XDR focuses on optimising threat detection, investigation and real-time threat hunting. A unified approach to MDR – the clue is in the title (X = extended MDR). A global SOC with the ability to aggregate and correlate multiple data sources can offer a powerful counter to adversaries. Single source security operations working in tangent with threat intelligence offers a more holistic approach to modern cyber security operations. This allows security teams to better identify unknown threats and respond to them quickly and effectively before they cause disruption in order to minimise business impact.
Reducing the burden, improving threat hunters
Many cybersecurity operations are critically under-resourced.
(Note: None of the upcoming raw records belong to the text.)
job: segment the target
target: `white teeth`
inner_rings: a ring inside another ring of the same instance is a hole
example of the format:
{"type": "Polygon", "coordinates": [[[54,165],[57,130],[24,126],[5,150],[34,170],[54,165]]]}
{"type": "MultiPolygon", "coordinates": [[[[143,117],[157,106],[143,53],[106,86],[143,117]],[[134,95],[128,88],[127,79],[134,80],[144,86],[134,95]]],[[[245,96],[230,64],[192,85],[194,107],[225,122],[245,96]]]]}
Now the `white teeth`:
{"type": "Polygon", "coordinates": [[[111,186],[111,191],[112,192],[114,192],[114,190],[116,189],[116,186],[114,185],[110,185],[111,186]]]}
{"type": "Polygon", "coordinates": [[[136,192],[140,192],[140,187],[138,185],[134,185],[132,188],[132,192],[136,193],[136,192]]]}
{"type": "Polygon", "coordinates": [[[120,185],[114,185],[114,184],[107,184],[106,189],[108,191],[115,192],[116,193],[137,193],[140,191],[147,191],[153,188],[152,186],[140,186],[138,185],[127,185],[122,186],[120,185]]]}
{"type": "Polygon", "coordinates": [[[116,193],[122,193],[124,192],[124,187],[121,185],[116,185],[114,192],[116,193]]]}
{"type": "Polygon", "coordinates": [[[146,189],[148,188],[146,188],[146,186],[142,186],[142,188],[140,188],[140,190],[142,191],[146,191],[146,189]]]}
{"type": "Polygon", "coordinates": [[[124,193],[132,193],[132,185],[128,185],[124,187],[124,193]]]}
XDR provides much needed relief by automating time-consuming and administrative tasks. This frees up those with advanced cybersecurity skills to fully focus their efforts on verifying and eliminating threats, rather than combing through endless logs for the better part of the day.
What’s more, the opportunity for more meaningful work and more interesting job roles, with access to the latest security tools to monitor and manage threats across the stack, helps attract and retain top tier security talent.
Above all, XDR enables more informed cybersecurity decision-making by improving the operation’s efficiency and providing a coherent view of what is happening across the endpoint, the network and applications, so threats are eliminated before they become a true incident.
An immature market
The XDR market is still immature, with few vendors offering solutions. Despite some claiming full capabilities, it is not always the case.
A lack of transparency within the market results in CISOs rightfully questioning whether XDR is the best solution for current needs or it potentially creates over-reliance on a single vendor. Cybersecurity providers looking to offer XDR need to assess whether they are realistically able to offer every component in an XDR eco-system.
For example, does the cybersecurity provider have the best technology to integrate with multiple security detection tools whilst also providing comprehensive alerts to security teams? Alternatively, partnerships between technology vendors may have to occur to offer an extensive XDR solution.
XDR is a significant step forward. Whilst many organisations have yet to adopt, it has clear benefits in reducing security operations complexity and providing a more coherent view of events.
CISOs look for ways to reduce risk, and XDR helps to significantly lift this burden by freeing up skilled operatives time to focus on what matters most – seeking out and eliminating threats. As the hunt of cybersecurity talent is only getting fiercer, this type of work is potentially the company’s differentiator when attracting the best talent.